Les négociations à l'ONU sur un traité réglementant le commerce des armes ont été bloquées lundi avant même d'avoir commencé par une controverse sur la participation palestinienne, selon des diplomates.

Des pays arabes ont en effet demandé à ce que l'Union européenne soit exclue des discussions au siège de l'ONU si les Palestiniens ne pouvaient pas y participer.

«Les Égyptiens, au nom du groupe arabe, ont bloqué la conférence, ils insistaient pour que les Palestiniens y participent», a indiqué un diplomate arabe.

Le groupe arabe avait fait cette demande la semaine dernière et Israël avait alors menacé de boycotter la conférence si les Palestiniens étaient ainsi admis comme le serait un État souverain, selon des diplomates.

En réponse, «l'Égypte a dit que si les Palestiniens n'avaient pas un siège à la conférence, alors l'UE ne devrait pas être autorisée à siéger», a ajouté le diplomate arabe.

Les Palestiniens ont un statut d'observateur à l'ONU mais l'UE, également observatrice, jouit de droits plus étendus. Le Vatican, lui aussi observateur, a même réclamé de pouvoir siéger si les Palestiniens étaient admis à la réunion.

On ignorait lundi soir quand la conférence pourrait débuter.

«Ce début chaotique est une tragédie pour cette conférence si importante», a estimé un ministre occidental qui devait participer aux discussions.

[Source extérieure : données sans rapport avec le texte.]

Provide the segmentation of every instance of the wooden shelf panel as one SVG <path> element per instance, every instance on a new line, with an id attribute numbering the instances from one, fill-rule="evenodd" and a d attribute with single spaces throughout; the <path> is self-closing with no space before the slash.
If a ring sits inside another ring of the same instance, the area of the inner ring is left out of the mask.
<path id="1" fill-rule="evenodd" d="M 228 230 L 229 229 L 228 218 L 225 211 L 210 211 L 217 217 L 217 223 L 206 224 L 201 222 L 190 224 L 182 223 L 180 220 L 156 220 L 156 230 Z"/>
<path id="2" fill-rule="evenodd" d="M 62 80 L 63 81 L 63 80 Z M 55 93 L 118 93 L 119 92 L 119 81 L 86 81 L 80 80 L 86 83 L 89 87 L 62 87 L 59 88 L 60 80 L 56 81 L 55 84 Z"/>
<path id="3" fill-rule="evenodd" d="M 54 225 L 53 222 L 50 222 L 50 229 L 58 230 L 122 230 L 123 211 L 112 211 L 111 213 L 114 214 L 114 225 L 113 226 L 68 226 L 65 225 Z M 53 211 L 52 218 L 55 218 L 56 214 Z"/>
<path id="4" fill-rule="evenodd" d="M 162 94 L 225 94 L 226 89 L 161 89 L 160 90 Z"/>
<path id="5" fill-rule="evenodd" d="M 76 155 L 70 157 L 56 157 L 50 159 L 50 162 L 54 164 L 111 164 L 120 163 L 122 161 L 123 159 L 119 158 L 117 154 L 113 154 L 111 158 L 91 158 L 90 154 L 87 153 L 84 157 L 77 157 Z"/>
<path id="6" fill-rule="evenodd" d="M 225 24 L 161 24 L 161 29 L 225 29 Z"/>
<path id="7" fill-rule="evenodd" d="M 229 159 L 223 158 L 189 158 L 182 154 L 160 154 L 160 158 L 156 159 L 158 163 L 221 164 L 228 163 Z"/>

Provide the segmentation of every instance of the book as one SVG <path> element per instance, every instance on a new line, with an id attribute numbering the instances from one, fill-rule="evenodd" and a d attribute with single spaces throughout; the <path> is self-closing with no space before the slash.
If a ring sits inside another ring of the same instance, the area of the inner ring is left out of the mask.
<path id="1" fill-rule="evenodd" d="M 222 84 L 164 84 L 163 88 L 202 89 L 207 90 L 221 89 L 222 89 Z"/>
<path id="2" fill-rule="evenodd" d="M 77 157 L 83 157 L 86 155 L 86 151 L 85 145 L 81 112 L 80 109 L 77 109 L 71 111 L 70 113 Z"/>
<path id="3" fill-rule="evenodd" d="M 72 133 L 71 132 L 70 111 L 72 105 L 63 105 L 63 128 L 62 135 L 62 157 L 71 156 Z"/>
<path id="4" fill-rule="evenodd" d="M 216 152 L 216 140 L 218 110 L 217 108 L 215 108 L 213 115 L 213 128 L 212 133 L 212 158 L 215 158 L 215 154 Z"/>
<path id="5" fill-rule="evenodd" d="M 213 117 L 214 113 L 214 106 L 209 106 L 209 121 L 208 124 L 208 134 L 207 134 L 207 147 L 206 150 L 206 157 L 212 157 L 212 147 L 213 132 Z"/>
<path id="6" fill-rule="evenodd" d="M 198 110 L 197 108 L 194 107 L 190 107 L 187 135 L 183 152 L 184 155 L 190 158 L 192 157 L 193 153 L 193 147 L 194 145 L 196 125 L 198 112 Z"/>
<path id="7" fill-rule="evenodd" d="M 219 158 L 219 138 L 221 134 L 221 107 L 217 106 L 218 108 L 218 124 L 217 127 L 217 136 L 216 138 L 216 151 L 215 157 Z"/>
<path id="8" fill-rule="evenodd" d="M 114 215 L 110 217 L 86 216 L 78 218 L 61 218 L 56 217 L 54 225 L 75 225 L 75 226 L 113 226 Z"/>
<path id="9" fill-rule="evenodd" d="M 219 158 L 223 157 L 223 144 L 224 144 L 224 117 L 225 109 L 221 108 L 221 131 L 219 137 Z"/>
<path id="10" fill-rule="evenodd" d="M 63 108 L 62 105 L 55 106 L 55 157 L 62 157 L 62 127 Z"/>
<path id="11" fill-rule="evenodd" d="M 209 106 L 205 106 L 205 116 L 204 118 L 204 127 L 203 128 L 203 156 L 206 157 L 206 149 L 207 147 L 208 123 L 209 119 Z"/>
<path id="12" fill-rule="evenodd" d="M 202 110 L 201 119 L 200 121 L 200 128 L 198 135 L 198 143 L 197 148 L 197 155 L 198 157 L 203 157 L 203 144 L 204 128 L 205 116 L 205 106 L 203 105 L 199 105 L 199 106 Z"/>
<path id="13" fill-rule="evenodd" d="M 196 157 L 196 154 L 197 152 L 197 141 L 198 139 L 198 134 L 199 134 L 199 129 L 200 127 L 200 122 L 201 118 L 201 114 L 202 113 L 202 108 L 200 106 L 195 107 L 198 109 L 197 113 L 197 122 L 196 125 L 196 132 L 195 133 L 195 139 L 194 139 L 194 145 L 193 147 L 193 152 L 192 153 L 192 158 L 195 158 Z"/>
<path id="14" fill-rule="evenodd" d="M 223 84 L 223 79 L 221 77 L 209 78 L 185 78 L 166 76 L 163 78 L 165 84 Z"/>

Les 193 pays membres de l'ONU sont censés négocier jusqu'au 27 juillet un traité réglementant pour la première fois le commerce des armes conventionnelles, un marché de 70 milliards de dollars.

Ce futur traité international sur le commerce des armes classiques (TCA) doit empêcher les transferts d'armes qui pourraient être utilisées contre les populations civiles ou alimenter un conflit, en se fondant sur des critères précis.

Des diplomates soupçonnent que l'initiative de l'Égypte, gros acheteur d'équipements militaires américains (1,3 milliard de dollars par an), soit surtout une tentative pour affaiblir le traité.

«Certains pays ne veulent pas d'un traité avec des critères stricts de respect des droits de l'homme et exploitent la cause palestinienne en retardant» les travaux, a expliqué un diplomate occidental. «Ce n'est pas la question de la Palestine, c'est une bataille de procédure car ils savent qu'ils ne peuvent pas l'emporter sur le fond».

Les Palestiniens ont tenté en vain en septembre dernier de se voir reconnaître comme État membre de l'ONU mais ont obtenu en octobre leur admission à l'UNESCO.

Peu avant le début prévu de la conférence, le ministre finlandais des Affaires étrangères Erkki Tuomioja avait fait valoir «un sentiment d'urgence» à propos du TCA. «Nous assistons dans de nombreuses régions du monde à des conflits où des armes légères initialement transférées légalement tombent entre les mains de criminels, de groupes terroristes ou d'autres acteurs qui les utilisent aveuglément», avait-il souligné.

Mais même avant la controverse palestinienne, les négociations s'annonçaient difficiles. Il n'y a en effet pour l'instant aucun accord formel sur l'objectif prioritaire -- lutte contre le trafic d'armes ou moralisation des ventes légales -- ni sur la portée du traité ou sur les critères à respecter pour accepter ou refuser une vente.

Les Européens militent pour un traité large et juridiquement contraignant mais la Russie, qui a vendu pour 13,2 milliards de dollars d'équipements militaires en 2011, souhaite des critères peu contraignants, de même que l'Iran ou des pays arabes gros importateurs. Les États-Unis veulent exclure du traité les munitions, et la Chine les armes légères. L'Inde, plus gros importateur mondial d'armes, le Pakistan, le Japon ou l'Arabie saoudite font valoir le droit pour un pays d'équiper ses forces de sécurité.